Version 4 of Wikit DB Repair

Updated 2007-05-09 13:21:30 by wdb

CMcC 9May07 - this is the code I used to repair the wiki from history.

Can someone advise as to why it mucks up unicode in titles?

   package require Mk4tcl
   package require fileutil

   encoding system utf-8

   set dbf [lindex $argv 0]
   set histdir [lindex $argv 1]

   foreach f [glob -tails -directory $histdir *] {
    if {[string match .* $f]} {
        continue
    }
    lassign [split $f -] id date who
    if {![info exists diffs($id)]
        || $date > [lindex $diffs($id) 0]
    } {
        set diffs($id) [list $date $id $who $f]
    }
   }

   mk::file open db $dbf

   foreach id [lsort -integer [array names diffs]] {
    #lappend repairs [lindex $diffs($id) 1]
    lassign $diffs($id) date id1 who f
    set content [split [fileutil::cat -encoding utf-8 [file join $histdir $f]] \\n]
    set title [lindex $content 0]
    set content [join [lrange $content 4 end] \n]
    if {$id >= [mk::view size db.pages]} {
        set title [string trim [lindex [split $title :] 1]]
        puts "adding $id '$title'"
        mk::row append db.pages name $title page $content date $date who $who
    } else {
        puts "modding $id"
        mk::set db.pages!$id page $content date $date who $who
    }
   }

   mk::file commit db
   mk::file close db

wdb Just a try -- as far as I understand, meta stores ASCII only -- perhaps it makes sense, before write to db, the unicodes convert in Tcl conventions such as \u004f, and after read back, perform a subst -novariable -nocommand $title?

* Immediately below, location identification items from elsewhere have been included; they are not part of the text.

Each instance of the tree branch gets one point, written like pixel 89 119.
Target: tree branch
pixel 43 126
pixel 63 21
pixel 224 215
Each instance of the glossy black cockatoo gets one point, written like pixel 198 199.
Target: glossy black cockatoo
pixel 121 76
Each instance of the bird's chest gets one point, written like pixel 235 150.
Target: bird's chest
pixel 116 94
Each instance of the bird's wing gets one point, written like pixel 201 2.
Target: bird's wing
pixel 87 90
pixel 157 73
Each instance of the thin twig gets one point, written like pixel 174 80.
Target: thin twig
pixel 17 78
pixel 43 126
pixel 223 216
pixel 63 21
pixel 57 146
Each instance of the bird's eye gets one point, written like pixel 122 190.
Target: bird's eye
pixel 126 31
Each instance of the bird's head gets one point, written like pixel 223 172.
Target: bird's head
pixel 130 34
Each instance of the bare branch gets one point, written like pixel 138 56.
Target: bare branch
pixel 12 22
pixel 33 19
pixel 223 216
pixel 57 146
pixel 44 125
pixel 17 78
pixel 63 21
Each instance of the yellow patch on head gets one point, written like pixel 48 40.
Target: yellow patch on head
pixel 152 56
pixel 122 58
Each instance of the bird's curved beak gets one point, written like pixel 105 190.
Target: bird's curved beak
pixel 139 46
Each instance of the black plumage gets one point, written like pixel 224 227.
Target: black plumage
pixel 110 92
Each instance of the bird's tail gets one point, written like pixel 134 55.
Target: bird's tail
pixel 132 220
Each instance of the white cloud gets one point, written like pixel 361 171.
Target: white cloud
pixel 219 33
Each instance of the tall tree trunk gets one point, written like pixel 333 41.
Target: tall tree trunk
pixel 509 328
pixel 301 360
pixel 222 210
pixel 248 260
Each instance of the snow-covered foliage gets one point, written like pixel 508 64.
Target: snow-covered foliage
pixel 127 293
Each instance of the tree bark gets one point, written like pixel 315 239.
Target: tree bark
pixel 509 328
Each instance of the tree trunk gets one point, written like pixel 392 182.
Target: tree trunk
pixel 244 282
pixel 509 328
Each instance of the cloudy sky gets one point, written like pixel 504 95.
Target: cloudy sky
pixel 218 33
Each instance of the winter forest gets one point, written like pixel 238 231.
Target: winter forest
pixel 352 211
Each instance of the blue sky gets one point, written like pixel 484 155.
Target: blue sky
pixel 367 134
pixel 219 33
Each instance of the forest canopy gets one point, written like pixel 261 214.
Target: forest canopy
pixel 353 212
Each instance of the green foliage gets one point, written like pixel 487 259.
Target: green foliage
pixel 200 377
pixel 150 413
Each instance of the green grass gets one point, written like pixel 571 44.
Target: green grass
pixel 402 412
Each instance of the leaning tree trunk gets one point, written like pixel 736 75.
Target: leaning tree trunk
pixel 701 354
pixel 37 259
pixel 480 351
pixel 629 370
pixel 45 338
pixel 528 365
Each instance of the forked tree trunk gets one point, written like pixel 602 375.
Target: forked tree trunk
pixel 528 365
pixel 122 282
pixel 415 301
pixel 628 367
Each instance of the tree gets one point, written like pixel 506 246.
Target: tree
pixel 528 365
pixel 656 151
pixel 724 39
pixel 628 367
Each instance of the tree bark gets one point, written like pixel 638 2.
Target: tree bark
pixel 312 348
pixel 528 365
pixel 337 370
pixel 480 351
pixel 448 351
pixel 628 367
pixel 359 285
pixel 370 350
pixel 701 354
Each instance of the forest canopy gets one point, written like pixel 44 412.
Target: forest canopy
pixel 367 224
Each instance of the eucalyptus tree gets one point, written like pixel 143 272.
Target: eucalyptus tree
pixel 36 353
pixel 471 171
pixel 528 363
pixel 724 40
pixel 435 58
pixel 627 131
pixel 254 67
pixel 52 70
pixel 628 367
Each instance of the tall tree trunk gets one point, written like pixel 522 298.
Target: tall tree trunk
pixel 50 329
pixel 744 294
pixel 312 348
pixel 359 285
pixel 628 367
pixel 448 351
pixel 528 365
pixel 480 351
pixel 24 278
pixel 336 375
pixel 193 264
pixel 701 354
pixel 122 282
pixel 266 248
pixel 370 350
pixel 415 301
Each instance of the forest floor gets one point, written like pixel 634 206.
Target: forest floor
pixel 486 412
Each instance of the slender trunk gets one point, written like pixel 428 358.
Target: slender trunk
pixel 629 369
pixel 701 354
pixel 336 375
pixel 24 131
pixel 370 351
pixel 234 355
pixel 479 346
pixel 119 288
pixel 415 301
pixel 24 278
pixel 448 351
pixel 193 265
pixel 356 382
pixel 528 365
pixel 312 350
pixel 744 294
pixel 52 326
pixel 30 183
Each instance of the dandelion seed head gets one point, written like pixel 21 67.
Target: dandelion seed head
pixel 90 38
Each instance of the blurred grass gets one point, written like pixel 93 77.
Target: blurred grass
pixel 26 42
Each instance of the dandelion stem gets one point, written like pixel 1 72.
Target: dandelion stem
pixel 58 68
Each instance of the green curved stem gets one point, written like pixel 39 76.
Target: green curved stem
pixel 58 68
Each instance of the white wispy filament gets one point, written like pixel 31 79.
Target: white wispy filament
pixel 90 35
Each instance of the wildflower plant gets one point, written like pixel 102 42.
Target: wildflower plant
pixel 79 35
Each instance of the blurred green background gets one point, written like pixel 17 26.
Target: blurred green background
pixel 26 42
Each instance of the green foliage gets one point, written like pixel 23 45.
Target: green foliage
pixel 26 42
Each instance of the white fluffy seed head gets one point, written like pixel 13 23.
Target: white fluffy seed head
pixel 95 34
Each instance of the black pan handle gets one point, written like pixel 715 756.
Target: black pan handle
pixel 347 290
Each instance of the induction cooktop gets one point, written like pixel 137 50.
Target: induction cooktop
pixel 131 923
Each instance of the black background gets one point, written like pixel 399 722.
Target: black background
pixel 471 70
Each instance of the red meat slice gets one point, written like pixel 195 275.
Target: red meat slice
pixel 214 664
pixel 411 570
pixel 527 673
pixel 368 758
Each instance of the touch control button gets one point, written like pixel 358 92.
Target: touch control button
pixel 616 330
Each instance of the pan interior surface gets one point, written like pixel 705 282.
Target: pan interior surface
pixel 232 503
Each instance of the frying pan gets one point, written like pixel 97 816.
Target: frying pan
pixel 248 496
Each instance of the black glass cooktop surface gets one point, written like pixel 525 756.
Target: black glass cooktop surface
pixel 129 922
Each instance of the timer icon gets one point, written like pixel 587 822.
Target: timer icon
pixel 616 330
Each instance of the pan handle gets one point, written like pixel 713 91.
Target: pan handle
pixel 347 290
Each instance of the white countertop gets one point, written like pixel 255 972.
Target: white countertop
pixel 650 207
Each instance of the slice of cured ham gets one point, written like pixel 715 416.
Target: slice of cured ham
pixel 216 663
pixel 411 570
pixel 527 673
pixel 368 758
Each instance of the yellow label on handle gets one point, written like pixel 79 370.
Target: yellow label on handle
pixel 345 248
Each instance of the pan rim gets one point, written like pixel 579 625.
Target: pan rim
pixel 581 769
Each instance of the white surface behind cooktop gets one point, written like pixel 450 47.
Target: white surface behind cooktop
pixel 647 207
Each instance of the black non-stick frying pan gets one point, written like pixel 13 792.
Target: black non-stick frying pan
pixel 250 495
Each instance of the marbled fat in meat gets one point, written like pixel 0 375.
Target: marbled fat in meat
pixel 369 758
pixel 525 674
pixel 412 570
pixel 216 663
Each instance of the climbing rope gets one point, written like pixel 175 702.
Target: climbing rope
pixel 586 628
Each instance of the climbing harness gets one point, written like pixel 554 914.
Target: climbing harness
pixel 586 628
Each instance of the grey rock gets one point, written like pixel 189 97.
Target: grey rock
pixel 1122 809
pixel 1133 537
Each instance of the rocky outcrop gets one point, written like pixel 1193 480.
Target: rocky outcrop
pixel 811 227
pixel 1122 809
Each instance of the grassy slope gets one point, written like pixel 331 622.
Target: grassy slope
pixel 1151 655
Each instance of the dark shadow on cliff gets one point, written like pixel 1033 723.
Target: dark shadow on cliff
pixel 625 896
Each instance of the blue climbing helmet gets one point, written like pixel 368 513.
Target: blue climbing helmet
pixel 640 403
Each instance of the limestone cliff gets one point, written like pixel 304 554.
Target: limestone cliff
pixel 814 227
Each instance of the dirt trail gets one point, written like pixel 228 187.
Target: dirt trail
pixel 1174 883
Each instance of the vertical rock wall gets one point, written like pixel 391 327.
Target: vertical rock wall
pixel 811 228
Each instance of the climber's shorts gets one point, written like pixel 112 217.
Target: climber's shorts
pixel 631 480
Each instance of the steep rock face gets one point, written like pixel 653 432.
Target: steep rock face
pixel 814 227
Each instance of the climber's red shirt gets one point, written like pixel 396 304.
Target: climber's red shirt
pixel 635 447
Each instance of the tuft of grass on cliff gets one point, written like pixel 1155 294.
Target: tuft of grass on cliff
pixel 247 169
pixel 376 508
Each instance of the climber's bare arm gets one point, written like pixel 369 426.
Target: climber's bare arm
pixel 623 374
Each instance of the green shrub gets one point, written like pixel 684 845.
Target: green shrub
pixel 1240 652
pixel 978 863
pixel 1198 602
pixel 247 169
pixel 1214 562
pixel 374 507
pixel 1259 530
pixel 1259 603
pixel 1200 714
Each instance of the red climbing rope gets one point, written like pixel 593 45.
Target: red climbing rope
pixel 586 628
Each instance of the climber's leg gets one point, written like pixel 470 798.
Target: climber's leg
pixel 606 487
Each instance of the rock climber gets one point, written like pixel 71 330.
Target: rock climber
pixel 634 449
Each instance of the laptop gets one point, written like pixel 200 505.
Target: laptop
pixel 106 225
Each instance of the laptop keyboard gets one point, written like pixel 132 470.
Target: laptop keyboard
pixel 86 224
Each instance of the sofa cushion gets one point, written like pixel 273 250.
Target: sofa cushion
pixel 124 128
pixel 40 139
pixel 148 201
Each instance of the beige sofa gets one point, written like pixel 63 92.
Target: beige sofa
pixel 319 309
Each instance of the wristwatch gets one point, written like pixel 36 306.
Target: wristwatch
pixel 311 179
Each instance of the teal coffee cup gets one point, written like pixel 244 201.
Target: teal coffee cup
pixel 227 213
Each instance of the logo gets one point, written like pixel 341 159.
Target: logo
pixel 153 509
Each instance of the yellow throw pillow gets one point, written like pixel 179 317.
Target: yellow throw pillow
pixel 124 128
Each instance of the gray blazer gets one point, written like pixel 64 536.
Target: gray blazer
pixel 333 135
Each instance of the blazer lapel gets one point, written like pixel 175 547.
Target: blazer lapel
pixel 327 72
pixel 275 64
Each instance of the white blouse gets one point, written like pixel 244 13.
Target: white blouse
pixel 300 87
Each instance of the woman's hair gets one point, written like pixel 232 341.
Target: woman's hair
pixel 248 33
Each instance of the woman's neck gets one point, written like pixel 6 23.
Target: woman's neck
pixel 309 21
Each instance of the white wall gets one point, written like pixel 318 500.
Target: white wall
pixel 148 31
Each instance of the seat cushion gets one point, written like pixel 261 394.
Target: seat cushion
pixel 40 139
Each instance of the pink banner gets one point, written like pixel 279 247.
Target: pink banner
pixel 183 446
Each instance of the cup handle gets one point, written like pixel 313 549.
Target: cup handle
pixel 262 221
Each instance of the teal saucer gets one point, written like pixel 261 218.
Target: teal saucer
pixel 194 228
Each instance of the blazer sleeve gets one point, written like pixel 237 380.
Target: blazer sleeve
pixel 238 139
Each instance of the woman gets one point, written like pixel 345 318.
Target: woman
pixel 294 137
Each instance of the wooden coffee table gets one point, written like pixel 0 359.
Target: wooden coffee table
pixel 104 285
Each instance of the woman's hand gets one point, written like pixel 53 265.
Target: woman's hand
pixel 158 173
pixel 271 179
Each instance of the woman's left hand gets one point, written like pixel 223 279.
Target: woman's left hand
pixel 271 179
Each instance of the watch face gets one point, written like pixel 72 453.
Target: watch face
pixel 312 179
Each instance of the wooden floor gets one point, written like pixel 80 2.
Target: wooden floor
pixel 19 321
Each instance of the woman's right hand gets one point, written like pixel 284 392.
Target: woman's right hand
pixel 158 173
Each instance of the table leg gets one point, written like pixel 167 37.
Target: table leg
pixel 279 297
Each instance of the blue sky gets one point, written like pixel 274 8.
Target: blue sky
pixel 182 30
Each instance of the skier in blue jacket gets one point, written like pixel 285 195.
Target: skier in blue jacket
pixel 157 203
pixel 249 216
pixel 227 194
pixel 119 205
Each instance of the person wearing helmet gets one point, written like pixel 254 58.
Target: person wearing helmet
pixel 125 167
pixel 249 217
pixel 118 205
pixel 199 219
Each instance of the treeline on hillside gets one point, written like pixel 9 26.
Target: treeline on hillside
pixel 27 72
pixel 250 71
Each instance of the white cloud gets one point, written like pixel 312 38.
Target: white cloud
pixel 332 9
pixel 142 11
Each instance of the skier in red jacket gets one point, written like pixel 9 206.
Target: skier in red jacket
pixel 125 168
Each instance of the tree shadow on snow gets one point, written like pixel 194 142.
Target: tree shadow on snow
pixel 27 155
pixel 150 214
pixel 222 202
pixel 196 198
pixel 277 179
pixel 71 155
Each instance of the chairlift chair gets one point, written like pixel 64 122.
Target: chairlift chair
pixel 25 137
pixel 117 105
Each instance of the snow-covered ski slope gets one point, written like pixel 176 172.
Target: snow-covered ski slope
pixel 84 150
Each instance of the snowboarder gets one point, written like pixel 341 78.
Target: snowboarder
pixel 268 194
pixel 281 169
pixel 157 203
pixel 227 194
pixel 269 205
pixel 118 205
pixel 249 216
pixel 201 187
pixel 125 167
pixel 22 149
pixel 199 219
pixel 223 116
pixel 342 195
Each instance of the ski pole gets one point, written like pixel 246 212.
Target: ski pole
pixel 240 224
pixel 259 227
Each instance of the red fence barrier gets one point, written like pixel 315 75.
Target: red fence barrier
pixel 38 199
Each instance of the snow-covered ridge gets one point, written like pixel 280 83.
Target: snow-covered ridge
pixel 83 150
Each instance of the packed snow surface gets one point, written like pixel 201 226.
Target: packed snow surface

EMJ Page contents have also been mucked up - see e.g. http://wiki.tcl.tk/18008 which I had fixed not long ago - and it also seems to have changed its page number (was 18012). Also if you look at http://wiki.tcl.tk/_ref/17213 you will see many pages listed which do not actually contain such a reference - I edited a couple, which forced them of the list, but most of them do not contain the reference and are still there.